Бейдр повернулся к нему.
— Это не так. Процент евреев ничтожен относительно всего населения.
— Но я бывал в Нью-Йорке, — упорствовал Салах. — Он кишмя кишит сионистами. Они контролируют буквально все: правительство, банки…
Бейдр смерил шурина взглядом. Салах был плотным, педантичным молодым человеком, чей отец разбогател, занимаясьростовщичеством, и теперь владел одним из крупнейшихбанков Бейрута.
— Ты имел дело с сионистсткими банками?
На лице Салаха отразился ужас.
— Разумеется, нет. Наши партнеры — «Бэнк оф Америка», «Ферст Нэшнл» и «Чейз».
— Ты уверен, что они не связаны с сионистами? — боковым зрением Бейдр поймал усмешку отца, догадавшегося, куда он клонит.
— Конечно.
— Выходит, сионисты контролируют не все американские банки? Или я не прав?
— К счастью, это так, — вынужден был согласиться Салах. — Но если бы у них появилась такая возможность…
— В Штатах сильны произраильские настроения, — заметил Шамир.
— Да, — признал Бейдр.
— Чем это можно объяснить?
— Нужно знать их образ мыслей. Их симпатии всегда на стороне побежденных. Израиль превосходно учитывает это в своей пропаганде. Сначала он играл на их чувствах в борьбе против Англии, теперь — против нас.
— Как можно этому воспрепятствовать?
— Очень просто. Оставить Израиль в покое.
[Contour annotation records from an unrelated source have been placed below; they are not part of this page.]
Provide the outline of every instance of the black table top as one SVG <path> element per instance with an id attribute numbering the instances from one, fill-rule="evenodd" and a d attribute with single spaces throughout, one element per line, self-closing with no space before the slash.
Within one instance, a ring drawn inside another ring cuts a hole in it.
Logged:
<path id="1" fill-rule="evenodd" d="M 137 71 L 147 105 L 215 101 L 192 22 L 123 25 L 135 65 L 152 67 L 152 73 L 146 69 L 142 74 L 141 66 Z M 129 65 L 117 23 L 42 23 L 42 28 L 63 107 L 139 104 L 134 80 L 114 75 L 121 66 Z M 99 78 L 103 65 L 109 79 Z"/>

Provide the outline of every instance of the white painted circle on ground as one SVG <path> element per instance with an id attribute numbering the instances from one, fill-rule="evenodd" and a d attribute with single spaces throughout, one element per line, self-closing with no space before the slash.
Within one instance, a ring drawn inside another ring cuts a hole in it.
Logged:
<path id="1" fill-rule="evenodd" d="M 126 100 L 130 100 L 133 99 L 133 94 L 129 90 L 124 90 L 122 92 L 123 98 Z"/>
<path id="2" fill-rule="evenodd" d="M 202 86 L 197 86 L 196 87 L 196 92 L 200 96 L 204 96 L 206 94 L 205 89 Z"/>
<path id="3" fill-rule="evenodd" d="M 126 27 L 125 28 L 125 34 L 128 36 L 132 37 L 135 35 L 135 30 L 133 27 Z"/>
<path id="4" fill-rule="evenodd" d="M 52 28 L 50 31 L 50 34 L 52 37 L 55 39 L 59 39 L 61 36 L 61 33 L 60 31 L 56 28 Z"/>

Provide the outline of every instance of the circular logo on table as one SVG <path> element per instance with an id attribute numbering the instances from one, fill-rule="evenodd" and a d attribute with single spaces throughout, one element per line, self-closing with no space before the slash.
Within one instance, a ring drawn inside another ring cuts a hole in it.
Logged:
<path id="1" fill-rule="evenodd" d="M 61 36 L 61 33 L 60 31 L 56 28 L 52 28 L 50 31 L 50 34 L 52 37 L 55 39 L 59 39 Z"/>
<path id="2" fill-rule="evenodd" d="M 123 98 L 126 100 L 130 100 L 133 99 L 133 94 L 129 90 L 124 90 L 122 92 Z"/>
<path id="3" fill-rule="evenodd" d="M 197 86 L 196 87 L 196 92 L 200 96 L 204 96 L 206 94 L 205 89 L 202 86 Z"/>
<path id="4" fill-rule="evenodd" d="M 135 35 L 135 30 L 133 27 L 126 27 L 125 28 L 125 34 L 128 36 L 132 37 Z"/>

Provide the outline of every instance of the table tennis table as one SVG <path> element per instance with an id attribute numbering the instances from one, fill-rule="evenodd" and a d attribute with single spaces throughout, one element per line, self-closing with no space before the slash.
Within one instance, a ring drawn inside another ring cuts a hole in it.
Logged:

В конце концов это всего лишь узкая полоска земли в сердце арабского мира — не более чем блоха на спине у слона. Какой вред они могут нам нанести?
— Они недолго будут оставаться блохой, — уверенно заявил Салах. — Уже сейчас в Израиль прибывают беженцы со всей Европы. Отбросы общества. Они не удовольствуются теперешним положением. Евреи всегда хотели всего и сразу.
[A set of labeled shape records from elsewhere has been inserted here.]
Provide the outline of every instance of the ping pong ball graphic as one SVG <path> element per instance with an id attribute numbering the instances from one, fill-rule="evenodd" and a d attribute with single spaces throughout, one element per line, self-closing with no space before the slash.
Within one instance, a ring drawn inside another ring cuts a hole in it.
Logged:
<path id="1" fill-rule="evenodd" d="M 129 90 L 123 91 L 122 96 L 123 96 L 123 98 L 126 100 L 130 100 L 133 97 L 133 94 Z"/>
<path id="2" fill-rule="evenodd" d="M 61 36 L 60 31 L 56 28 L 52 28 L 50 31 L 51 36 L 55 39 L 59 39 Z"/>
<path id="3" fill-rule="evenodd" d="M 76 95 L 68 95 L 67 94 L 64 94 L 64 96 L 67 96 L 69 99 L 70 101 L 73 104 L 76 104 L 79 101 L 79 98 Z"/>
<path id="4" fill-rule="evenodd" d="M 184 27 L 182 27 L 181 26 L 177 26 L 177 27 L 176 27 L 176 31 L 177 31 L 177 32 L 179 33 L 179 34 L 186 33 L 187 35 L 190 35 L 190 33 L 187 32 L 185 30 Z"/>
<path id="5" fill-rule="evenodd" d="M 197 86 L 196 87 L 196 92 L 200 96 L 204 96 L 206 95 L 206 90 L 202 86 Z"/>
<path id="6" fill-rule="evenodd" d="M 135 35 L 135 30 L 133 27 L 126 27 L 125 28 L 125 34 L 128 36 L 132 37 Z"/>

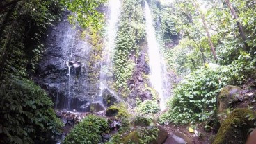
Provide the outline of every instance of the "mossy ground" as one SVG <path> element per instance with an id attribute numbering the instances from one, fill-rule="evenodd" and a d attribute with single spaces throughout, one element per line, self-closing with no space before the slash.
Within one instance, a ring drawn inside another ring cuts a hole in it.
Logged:
<path id="1" fill-rule="evenodd" d="M 235 109 L 223 123 L 213 144 L 245 143 L 250 128 L 253 128 L 253 120 L 246 116 L 255 112 L 246 109 Z"/>

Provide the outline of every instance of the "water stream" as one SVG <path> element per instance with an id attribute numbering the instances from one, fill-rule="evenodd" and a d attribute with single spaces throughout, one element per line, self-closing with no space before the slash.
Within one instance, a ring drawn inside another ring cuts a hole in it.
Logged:
<path id="1" fill-rule="evenodd" d="M 158 92 L 160 98 L 160 109 L 163 111 L 166 108 L 166 102 L 163 90 L 163 78 L 164 78 L 162 71 L 163 64 L 161 62 L 161 53 L 159 46 L 157 42 L 156 33 L 153 26 L 150 9 L 146 1 L 145 1 L 145 3 L 149 64 L 151 71 L 150 80 L 153 88 Z"/>
<path id="2" fill-rule="evenodd" d="M 120 14 L 121 2 L 120 0 L 110 0 L 109 2 L 108 21 L 106 35 L 104 39 L 104 47 L 102 52 L 99 78 L 99 96 L 102 96 L 104 89 L 109 89 L 108 84 L 113 82 L 112 56 L 115 46 L 115 40 L 117 33 L 117 24 Z M 113 96 L 115 96 L 114 93 Z"/>

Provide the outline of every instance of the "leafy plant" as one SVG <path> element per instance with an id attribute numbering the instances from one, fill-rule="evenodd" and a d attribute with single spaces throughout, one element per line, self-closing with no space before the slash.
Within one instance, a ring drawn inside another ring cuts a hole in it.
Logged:
<path id="1" fill-rule="evenodd" d="M 106 119 L 89 115 L 75 125 L 65 138 L 64 144 L 99 143 L 102 134 L 108 133 L 109 125 Z"/>
<path id="2" fill-rule="evenodd" d="M 26 78 L 12 78 L 1 86 L 2 143 L 47 143 L 63 126 L 53 103 L 40 87 Z"/>
<path id="3" fill-rule="evenodd" d="M 146 100 L 138 105 L 136 110 L 143 114 L 155 114 L 160 111 L 160 108 L 157 100 Z"/>

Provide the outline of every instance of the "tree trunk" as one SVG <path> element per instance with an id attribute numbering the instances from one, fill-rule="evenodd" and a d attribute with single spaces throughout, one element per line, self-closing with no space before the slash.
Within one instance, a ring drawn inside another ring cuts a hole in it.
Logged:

— Это еще неизвестно, — возразил Бейдр. — Возможно, если мы станем обращаться с ними как с братьями, сотрудничать в освоении наших территорий вместо противостояния, дела примут иной оборот. Недаром говорят: сильным ударом меча можно свалить могучий дуб, но не рассечь тончайший шелковый шарф, реющий в воздухе.
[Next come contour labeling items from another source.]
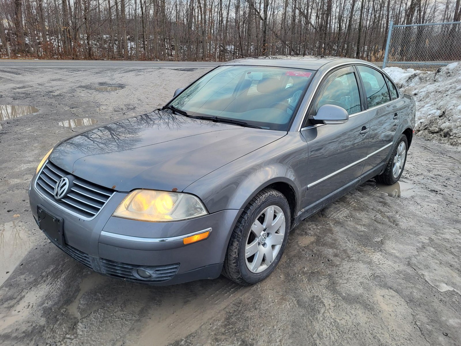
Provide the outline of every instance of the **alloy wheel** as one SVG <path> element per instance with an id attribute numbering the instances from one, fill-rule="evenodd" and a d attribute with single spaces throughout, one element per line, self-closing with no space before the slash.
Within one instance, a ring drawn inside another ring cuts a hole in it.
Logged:
<path id="1" fill-rule="evenodd" d="M 245 262 L 253 273 L 264 271 L 278 254 L 285 238 L 285 215 L 276 205 L 267 207 L 256 218 L 247 237 Z"/>
<path id="2" fill-rule="evenodd" d="M 397 152 L 394 157 L 394 166 L 392 167 L 392 175 L 394 178 L 398 178 L 403 168 L 405 160 L 407 157 L 407 147 L 405 142 L 401 142 L 397 147 Z"/>

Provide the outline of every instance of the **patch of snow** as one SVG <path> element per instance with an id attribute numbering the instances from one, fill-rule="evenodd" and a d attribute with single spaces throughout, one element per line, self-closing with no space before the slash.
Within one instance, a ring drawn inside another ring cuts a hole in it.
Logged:
<path id="1" fill-rule="evenodd" d="M 384 71 L 416 101 L 418 136 L 461 145 L 461 63 L 454 62 L 435 72 L 393 67 Z"/>

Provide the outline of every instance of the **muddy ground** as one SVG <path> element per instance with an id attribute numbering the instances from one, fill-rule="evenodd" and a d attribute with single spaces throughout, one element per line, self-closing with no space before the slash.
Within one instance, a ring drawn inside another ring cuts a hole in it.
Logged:
<path id="1" fill-rule="evenodd" d="M 0 345 L 461 344 L 461 151 L 418 138 L 400 184 L 370 180 L 301 223 L 252 287 L 128 283 L 50 244 L 28 184 L 54 144 L 89 128 L 58 123 L 156 107 L 205 71 L 178 66 L 0 68 L 0 104 L 40 109 L 0 122 Z"/>

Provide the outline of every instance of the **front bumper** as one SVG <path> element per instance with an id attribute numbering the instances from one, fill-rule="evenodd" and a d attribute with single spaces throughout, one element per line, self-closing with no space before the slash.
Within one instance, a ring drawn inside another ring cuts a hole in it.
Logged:
<path id="1" fill-rule="evenodd" d="M 171 285 L 214 279 L 221 273 L 227 244 L 239 210 L 229 209 L 196 219 L 150 222 L 112 216 L 126 196 L 115 193 L 96 217 L 83 220 L 50 203 L 32 184 L 30 208 L 35 220 L 41 206 L 64 220 L 65 244 L 74 259 L 110 276 L 151 285 Z M 212 228 L 206 239 L 184 245 L 182 236 Z M 152 274 L 144 279 L 137 269 Z"/>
— Боюсь, что теперь уже поздно, — сказал Салах. — Стоны и вопли наших братьев под игом Израиля бередят наши сердца.
Бейдр пожал плечами.
— Америка этого не знает. Им известно лишь, что крохотная нация вынуждена существовать среди враждебного окружения, превосходящего ее примерно сто к одному.
Шамир кивнул.
— Здесь есть о чем подумать. Это исключительно сложная проблема.
— Никакая она не сложная, — упрямо твердил Салах. — Попомните мои слова: скоро вы убедитесь в моей правоте. Тогда мы все сплотимся в один кулак, чтобы стереть их с лица земли.
Шамир обратился к другому зятю:
— А ты как думаешь, Омар?
Молодой врач смутился и прокашлялся. Он вообще отличался крайней застенчивостью и несловоохотливостью.
— Я не разбираюсь в политике. Просто стараюсь не думать об этом. В университетах Англии и Франции, где я учился, было немало профессоров-евреев. Все они были прекрасными знатоками своего дела и замечательными преподавателями.
— Я могу то же сказать о себе, — подтвердил Шамир и посмотрел на Бейдра. — Какие у тебя планы на завтра?
— Я дома, — ответил тот. — Какие могут быть планы?
— Прекрасно. Завтра мы обедаем у его превосходительства принца Фейяда. Он хочет отметить твое восемнадцатилетие.
Бейдр смутился. Ему исполнилось восемнадцать несколько месяцев назад.
— Его превосходительство сейчас здесь?